Last week I was approached by Karla's mom, Suyapa, who asked if I still needed someone to clean for me. I told her that Maria and her kids had come and done our basic before-return-cleaning. She said she did not have any work and could really use some. I agreed to have her come and help me with some of the heavier jobs still waiting to be done.
Wednesday I picked her up from church and she worked all morning washing windows, dodging the rain, cleaning screens and blinds. She would likely have finished if not for the rain. She asked if she could come back and work for me again and I agreed, so Thursday I picked her up again. She finished cleaning the sliding doors and blinds and scrubbed every last speck of dirt and mold off our white concrete entry stairs...always a dirty job. I was very pleased with her work.
While she was finishing the window above the kitchen sink, I was inside making tuna salad for our lunch. She began telling me a very sad story....they had no food in their house. She had not been getting as much work. Her husband was working up at church on the new addition, which I knew because I had seen him there, but she said he would not be getting paid as he was paying back a debt he owed to Pastor Chuck. And their water had been cut off the day before because they could not afford the L200 ($10.50).
I went right outside to talk to Don. We thought it over and decided to let her work an additional two days next week and we would advance her the money plus pay her for this week's work. That would give her enough to buy food for her family of six for the week (which she had estimated ran around L800 or ~$40.) and get the water turned back on.

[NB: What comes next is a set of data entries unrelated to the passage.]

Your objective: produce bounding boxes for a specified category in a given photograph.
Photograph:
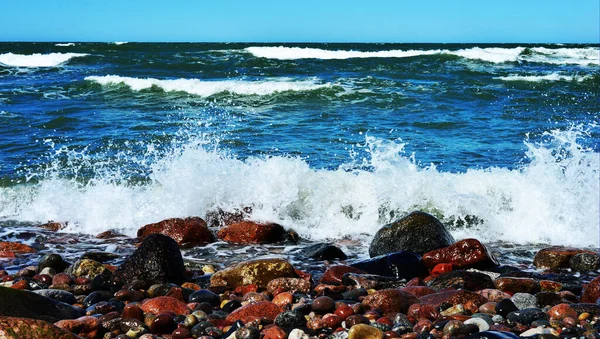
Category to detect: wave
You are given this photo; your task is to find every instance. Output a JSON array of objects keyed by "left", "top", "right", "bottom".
[
  {"left": 245, "top": 46, "right": 600, "bottom": 66},
  {"left": 494, "top": 72, "right": 593, "bottom": 82},
  {"left": 85, "top": 75, "right": 332, "bottom": 97},
  {"left": 0, "top": 127, "right": 600, "bottom": 246},
  {"left": 0, "top": 53, "right": 89, "bottom": 67}
]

Friday, after our tutoring session, Julissa stopped us on our way out and asked Ms. Ida to interpret for her. She haltingly told us that there was no food in her house. No one had any work. I asked how many people were currently living there, and she said eight. Don thought for a minute and then said he would give her money to buy food, and she began to cry. She hugged us tightly and then hugged Ms. Ida, who agreed to drive her to Coxen Hole to shop. I asked why not shop in the colonia? She said they charge more than the big grocery stores or the marketplace! Outrageous! Overcharging those who can least afford it!? Ida said "yes. Convenience stores." It is a convenience, too, otherwise they have to take a taxi or "bus"(van) to town and back. Don said we would take her as we had to go in to the pharmacy anyway. We stopped first and got her something to eat. I let her load up the cart with what her family needed: rice, beans, shortening, corn flour, wheat flour, sugar, coffee, powdered milk, eggs, chicken bouillon, 3 tomatoes, and some little packets of Tang. I asked how long that would last...a few days? She shrugged, "maybe." I guess so...eight mouths to feed.

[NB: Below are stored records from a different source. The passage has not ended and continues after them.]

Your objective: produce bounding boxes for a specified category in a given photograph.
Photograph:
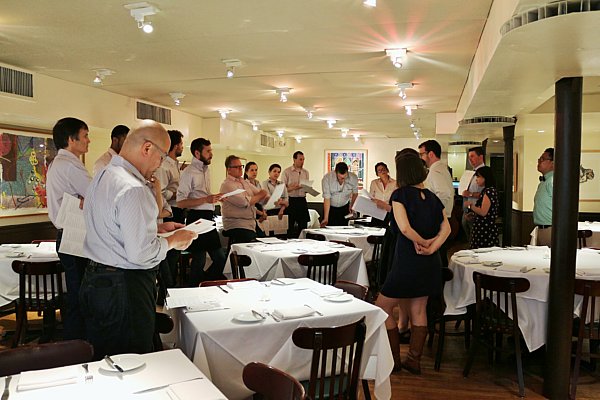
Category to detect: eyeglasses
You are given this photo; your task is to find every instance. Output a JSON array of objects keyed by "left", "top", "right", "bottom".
[{"left": 144, "top": 139, "right": 168, "bottom": 163}]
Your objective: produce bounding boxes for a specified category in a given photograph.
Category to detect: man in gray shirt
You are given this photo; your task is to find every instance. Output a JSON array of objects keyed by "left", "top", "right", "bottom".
[{"left": 80, "top": 120, "right": 197, "bottom": 359}]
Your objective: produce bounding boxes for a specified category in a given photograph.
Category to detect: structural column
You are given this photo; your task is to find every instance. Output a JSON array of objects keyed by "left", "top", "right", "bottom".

This is a big problem here right now. One cruise ship port has been closed all summer, won't reopen for another month and as a result, many businesses and families are suffering. This problem also won't go away when the port reopens either, as not everyone is involved in that extended industry.

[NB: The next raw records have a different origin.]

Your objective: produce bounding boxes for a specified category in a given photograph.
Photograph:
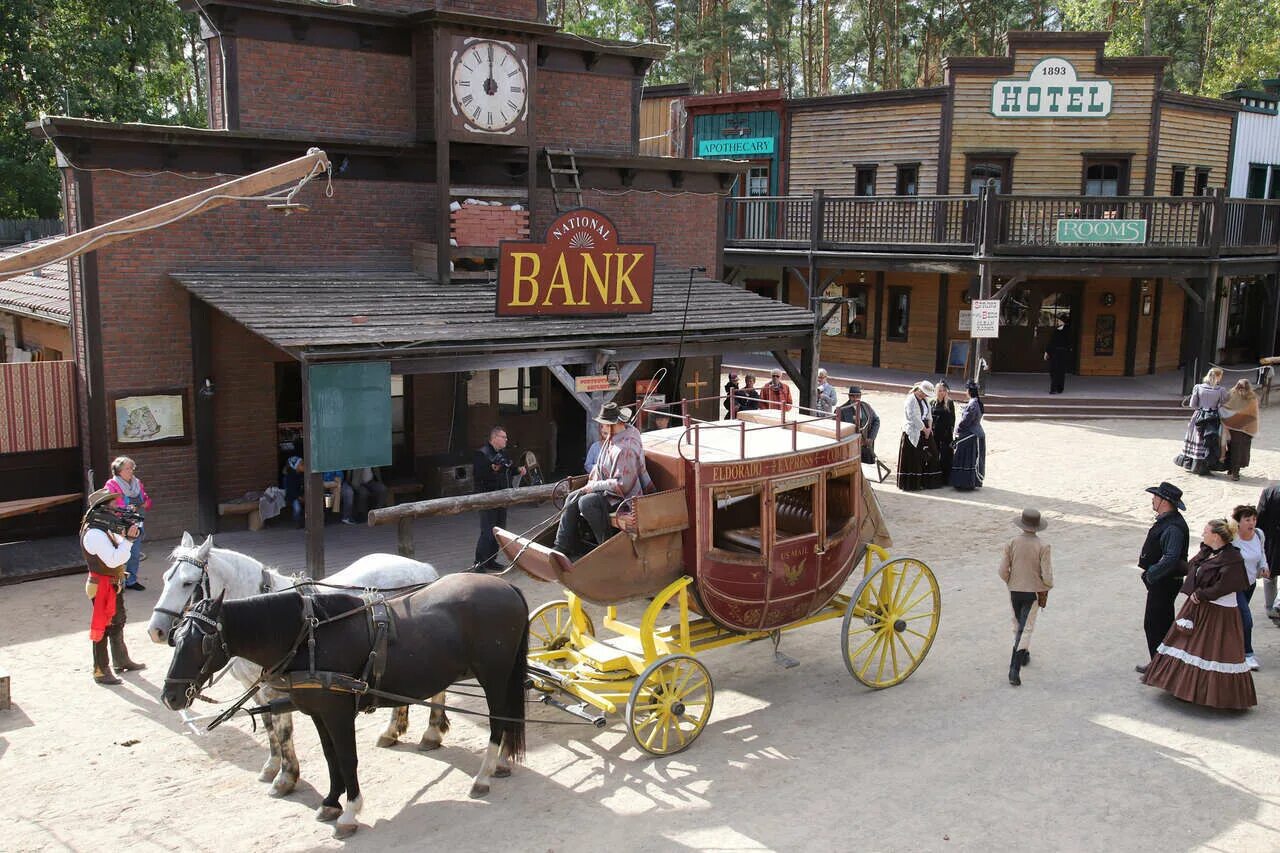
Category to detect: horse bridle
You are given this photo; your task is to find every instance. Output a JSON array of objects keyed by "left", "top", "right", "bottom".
[
  {"left": 151, "top": 555, "right": 212, "bottom": 630},
  {"left": 165, "top": 610, "right": 233, "bottom": 704}
]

It breaks our hearts to see these families, especially the children, going hungry. Obviously, we cannot afford to feed them all, and we would much rather see them work in exchange for food, not grow to depend on handouts. We also cannot employ all of the hungry. What to do????? We would invite you to pray with us for a solution(s) to this ongoing problem, and if you feel led to help in some way, let us know. We will be meeting with our pastor, his wife, and another couple from church to brainstorm. I'll let you know how that turns out. In the meantime, please, please pray for these families!!